|
|
Archives of the TeradataForum
Message Posted: Wed, 05 Nov 2003 @ 19:51:01 GMT
Subj: | | Re: Data profiling |
|
From: | | Jim Downey |
You can use a stored procedure to do this, but I have used the following code in the past:
**** this is the DDL for the table that holds the results:
CREATE SET TABLE development.statistics ,NO FALLBACK ,
NO BEFORE JOURNAL,
NO AFTER JOURNAL
(
Statistic_Dt DATE FORMAT 'yyyy-mm-dd',
Statistic_Tm FLOAT,
Statistic_Type_Ds VARCHAR(50) CHARACTER SET UNICODE NOT CASESPECIFIC,
Database_Nm VARCHAR(50) CHARACTER SET UNICODE NOT CASESPECIFIC,
Table_Nm VARCHAR(50) CHARACTER SET UNICODE NOT CASESPECIFIC,
Column_Nm VARCHAR(50) CHARACTER SET UNICODE NOT CASESPECIFIC,
Column_Value_Ds VARCHAR(50) CHARACTER SET LATIN NOT CASESPECIFIC,
Statistic_Ct INTEGER)
PRIMARY INDEX ( Statistic_Tm );
*** This is the code that writes the value and the number of rows with that value:
*** Change the where clause so you generate only code for the databases, tables you are interested in.

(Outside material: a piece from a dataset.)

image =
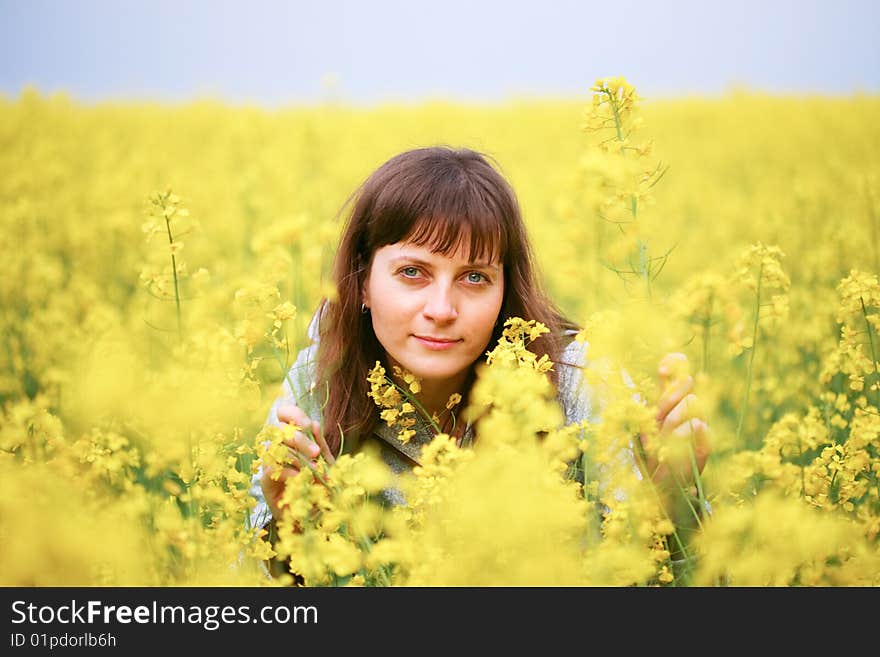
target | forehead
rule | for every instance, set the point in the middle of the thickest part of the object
(411, 250)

*** Run this code and then run the code it generates.
/*
STATISTIC TYPE = VALUE_ROW_CT
DESCRIPTION:
THIS COUNTS THE ROWS FOR EACH VALUE IN EACH COLUMN.
*/
sel
(
'/'||'* VALUE_ROW_CT - '||
upper(databasename) ||
' - ' ||
upper(tablename) ||
' - ' ||
upper(columnname) ||
'*'||'/' ||
'Locking table '||
trim(upper(databasename)) ||
'.' ||
trim(upper(tablename)) ||
' For Access '||
'Insert into development.statistics'||
'( '||
' Statistic_Dt '||
', Statistic_Tm '||
', Statistic_Type_Ds '||
', Database_Nm '||
', Table_Nm '||
', Column_Nm '||
', Column_Value_Ds '||
', Statistic_Ct '||
') '||
'SEL DATE '||
', TIME '||
', ''VALUE_ROW_CT'' '||
',' ||
''''||trim(upper(databasename))||'''' ||
',' ||
''''||trim(upper(tablename))||'''' ||
',' ||
''''||trim(upper(columnname))||'''' ||
', CASE '||
' WHEN '||
trim(upper(columnname)) ||
' IS NULL '||
' THEN '''' '||
' WHEN TRIM( '||
trim(upper(columnname)) ||
')='''' '||
' THEN '''' '||
' WHEN VALUE_CT=1 '||
' THEN '''' '||
' WHEN RANK_VALUE_CT<101 '||
' THEN TRIM( '||
trim(upper(columnname)) ||
') '||
' ELSE '''' END '||
', SUM(VALUE_CT) '||
'FROM '||
'( '||
'SEL '||
trim(upper(columnname)) ||
' '||
', VALUE_CT '||
', RANK(VALUE_CT, '||
trim(upper(columnname)) ||
') '||
' AS RANK_VALUE_CT '||
'FROM '||
'( '||
'SEL '||
trim(upper(columnname)) ||
' '||
', COUNT(*) AS VALUE_CT '||
'FROM '||
trim(upper(databasename)) ||
'.' ||
trim(upper(tablename)) ||
' '||
'GROUP BY 1 '||
') T1 '||
') T2 '||
'GROUP BY 1,2,3,4,5,6,7 '||
'; '
) as XQL_VALUE_ROW_CT
from dbc.columns
where (databasename,tablename) in
(
sel databasename
, tablename
from dbc.tables
where databasename='XXXXXXXX'
and tablekind='T'
)
order by databasename
, tablename
, columnname
;
| |